US President Barack Obama has said he regrets the travel advisories his government has constantly issued against Kenya but said he has no control over them.
Obama said the decisions to issue advisories are based on “circumstances” and advise by security and intelligence department.
“Travel advisories fall within the State Department. They are made by experts and it’s not an issue I can weigh on,”he said.
He spoke at a joint press conference with President Uhuru Kenyatta after they held bilateral talks at State House, Nairobi on Saturday.
Obama however took issue with the media which he accused of exaggerating the matter.
“I recognize the alarm caused by travel advisories but it is unfortunate that the reports by media are exaggerated,” he said.

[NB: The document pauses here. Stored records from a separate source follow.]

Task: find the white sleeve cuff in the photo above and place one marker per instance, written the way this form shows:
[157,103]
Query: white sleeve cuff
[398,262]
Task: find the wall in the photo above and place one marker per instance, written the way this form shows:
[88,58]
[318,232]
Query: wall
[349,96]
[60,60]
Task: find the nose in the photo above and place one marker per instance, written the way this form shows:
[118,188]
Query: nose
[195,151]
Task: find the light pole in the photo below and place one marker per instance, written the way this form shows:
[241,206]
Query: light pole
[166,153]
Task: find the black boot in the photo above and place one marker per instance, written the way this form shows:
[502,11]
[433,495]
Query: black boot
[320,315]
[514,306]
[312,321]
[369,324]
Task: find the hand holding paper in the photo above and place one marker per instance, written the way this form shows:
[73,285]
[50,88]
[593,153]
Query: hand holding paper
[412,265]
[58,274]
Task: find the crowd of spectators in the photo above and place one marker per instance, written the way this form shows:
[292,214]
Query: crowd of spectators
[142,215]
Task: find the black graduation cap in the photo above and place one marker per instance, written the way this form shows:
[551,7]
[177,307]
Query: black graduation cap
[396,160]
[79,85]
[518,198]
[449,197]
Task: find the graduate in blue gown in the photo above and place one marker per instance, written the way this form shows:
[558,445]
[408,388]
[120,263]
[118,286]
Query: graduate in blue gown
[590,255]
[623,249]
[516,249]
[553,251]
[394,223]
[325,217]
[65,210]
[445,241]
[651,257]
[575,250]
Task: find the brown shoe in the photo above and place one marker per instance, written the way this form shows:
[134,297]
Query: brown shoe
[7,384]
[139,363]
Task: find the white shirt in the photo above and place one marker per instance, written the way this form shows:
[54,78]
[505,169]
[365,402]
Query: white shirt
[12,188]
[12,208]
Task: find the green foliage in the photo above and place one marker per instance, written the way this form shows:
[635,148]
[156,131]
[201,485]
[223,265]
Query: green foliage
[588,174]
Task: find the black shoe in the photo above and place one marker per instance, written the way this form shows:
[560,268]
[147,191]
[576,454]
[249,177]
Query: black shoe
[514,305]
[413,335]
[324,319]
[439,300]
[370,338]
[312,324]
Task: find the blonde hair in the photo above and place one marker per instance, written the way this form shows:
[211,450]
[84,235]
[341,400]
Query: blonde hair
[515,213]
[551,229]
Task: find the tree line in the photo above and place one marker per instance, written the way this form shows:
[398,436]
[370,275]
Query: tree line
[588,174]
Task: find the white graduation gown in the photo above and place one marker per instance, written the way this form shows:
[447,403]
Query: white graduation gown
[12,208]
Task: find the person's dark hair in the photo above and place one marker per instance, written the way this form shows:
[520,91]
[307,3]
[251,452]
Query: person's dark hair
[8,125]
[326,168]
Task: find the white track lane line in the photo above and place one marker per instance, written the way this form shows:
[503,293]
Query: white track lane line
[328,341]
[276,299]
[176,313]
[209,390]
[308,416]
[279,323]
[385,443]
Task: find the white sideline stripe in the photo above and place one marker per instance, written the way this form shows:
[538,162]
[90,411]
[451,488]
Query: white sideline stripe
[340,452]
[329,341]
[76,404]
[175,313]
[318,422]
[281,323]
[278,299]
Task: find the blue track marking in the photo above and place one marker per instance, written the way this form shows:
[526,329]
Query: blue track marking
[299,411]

The US president said his administration is working with Kenya to secure the country from the threat of al Shabaab.
Following a spate of attacks by the Somalia-based terror group, European countries including the UK have issued advisories against travel to certain parts of Kenya.

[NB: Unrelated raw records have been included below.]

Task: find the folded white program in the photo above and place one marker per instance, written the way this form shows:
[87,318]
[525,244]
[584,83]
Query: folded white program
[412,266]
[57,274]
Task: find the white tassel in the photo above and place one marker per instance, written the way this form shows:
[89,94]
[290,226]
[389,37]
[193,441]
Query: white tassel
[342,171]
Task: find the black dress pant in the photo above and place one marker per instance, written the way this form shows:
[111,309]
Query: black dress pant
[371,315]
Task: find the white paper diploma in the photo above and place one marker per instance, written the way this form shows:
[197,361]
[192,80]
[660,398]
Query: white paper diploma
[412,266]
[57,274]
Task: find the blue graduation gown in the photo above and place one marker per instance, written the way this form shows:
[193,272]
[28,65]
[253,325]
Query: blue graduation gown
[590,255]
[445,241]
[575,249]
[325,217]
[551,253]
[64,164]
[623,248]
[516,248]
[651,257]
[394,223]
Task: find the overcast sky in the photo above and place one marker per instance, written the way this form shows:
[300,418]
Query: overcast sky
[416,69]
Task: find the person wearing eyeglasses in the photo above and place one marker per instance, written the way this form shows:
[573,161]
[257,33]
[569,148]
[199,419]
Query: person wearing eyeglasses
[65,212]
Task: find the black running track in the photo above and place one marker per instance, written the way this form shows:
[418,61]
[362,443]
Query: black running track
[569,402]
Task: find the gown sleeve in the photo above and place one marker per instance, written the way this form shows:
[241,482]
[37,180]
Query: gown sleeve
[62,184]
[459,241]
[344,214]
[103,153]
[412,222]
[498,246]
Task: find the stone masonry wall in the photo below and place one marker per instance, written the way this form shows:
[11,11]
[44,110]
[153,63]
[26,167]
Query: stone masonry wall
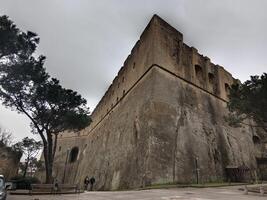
[163,111]
[9,162]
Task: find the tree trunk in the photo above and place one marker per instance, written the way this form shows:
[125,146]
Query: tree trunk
[49,165]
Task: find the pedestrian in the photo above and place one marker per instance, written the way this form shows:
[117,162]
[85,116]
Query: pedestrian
[86,182]
[56,186]
[92,182]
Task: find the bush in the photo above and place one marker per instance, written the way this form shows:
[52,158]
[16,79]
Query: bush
[24,183]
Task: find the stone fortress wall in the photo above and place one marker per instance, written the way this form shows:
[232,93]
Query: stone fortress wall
[161,44]
[9,162]
[164,110]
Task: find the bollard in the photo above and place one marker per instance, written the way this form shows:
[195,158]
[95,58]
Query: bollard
[261,190]
[245,189]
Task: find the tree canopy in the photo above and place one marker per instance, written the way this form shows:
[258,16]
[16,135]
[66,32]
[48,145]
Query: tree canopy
[30,148]
[249,101]
[26,87]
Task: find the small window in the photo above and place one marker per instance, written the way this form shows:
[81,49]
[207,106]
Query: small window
[211,78]
[256,139]
[227,88]
[199,73]
[74,154]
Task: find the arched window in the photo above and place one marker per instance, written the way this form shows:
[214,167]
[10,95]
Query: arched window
[227,88]
[211,78]
[199,74]
[211,83]
[74,154]
[256,139]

Obama said US will increase funding to the security sector and provide necessary support in the war against terrorism.
Regarding direct flight to Kenya, the US President said his administration is working with Kenya to iron out pending issues.
“I cannot give dates but there are some issues like security that need to be worked out. We have sent officials to work with Kenyan officials to address them,” he said.
“It [direct flights] has great potential on business and tourism.”
Obama and Uhuru are co-hosting the 6th Global Entrepreneurship Summit taking place at the UN headquarters in Gigiri, Nairobi.
He visited the 1998 bomb blast memorial park earlier in the day, and laid a wreath in memory of more than 200 people killed in the August 7 US embassy terror attack.